If you would have listened to all the things they've said before the release Skyrim should have been almost perfect

However the real problem in my opinion
is the lack of balance - and not only in the economy -i agree with you.
I hope that in the Dlcs they will add something "concrete" to do with the money,and re-introduce at least weapons/armor degradation.
I'm not even sure degradation is possible in the current game's system, even if they wanted to add it, which I'm fairly sure they don't. I'm not so sure it's even a good idea from the original game's (Morrowind, Oblivion) perspective. The linear Degradation became a little too irritating, mostly because it was so trivial, a 20g hammer could repair 50,000 worth of goods in sufficient skill, and it didn't scale in any drastic way if your skill was low.
If I were to implement degradation in Skyrim, it would function off the current smithing skill, using raw materials and the grindstone-workbench. When the items health reaches 0, the item is officially "Worn", but instead of breaking outright, it immediately drops from 100% effectiveness, to 50% effectiveness, and won't degrade beyond that point. "Reparing" Consumes one group of materials (Ebony Ingot and Leather strap for most Ebony Weapons, for example) to repair the item to 100% from its current state. Same cost for 99% to 100% as from 0 to 100%.

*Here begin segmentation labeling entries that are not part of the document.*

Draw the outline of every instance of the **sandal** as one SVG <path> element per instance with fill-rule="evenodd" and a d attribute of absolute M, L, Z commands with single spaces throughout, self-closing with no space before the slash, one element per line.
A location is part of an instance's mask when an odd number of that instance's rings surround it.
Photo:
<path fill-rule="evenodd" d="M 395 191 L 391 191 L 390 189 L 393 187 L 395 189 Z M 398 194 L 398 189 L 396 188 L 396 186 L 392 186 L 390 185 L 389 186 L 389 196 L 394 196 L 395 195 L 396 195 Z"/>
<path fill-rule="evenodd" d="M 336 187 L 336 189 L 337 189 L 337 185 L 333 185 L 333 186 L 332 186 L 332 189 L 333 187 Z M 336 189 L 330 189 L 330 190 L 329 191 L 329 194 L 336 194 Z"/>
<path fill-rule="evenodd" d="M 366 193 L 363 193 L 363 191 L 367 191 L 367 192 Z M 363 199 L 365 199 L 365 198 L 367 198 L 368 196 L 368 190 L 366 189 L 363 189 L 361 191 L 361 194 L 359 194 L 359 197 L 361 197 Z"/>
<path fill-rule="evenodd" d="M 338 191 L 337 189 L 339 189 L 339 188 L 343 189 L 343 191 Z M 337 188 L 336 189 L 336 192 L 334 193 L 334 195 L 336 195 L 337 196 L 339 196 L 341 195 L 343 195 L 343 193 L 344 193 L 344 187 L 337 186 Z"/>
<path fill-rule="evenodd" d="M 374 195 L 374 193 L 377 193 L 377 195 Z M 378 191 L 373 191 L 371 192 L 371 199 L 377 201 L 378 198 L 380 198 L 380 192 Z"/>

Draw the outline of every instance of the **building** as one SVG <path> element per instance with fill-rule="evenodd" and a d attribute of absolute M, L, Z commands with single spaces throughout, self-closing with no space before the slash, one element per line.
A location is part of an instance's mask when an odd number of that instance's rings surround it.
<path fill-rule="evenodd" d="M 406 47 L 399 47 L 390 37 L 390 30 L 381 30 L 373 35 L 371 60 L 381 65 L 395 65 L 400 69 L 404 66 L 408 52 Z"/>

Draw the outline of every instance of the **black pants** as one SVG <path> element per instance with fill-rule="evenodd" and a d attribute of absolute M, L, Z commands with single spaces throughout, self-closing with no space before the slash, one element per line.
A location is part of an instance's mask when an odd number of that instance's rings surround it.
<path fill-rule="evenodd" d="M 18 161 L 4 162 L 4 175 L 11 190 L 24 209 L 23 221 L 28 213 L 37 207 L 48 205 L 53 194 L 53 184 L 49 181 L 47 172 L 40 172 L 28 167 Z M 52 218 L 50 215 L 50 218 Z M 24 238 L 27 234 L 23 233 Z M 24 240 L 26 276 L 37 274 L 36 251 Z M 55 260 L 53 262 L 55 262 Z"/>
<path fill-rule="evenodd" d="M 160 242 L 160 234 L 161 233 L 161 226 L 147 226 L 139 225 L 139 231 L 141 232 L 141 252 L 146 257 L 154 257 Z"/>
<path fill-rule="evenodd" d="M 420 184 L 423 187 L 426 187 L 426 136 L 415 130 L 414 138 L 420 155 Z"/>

I think a system like that would change the dynamic and economy of the game, without severely penalizing the player who "Just doesn't give a damn", given that the armor and weapons in Skyrim can usually be brought above-and-beyond anything reasonable to kill most enemies.
I don't even bother looting stuff any more. None of the vendors can afford it...
This is a problem the Thieves' Guild solves, but I think they could have really taken it a step further in the way I described. Doing Radiants (Specifically Bounty missions) in a hold should improve the hold's merchant stock and gold reserves. Strong vendors shouldn't be limited to the Thieves guild.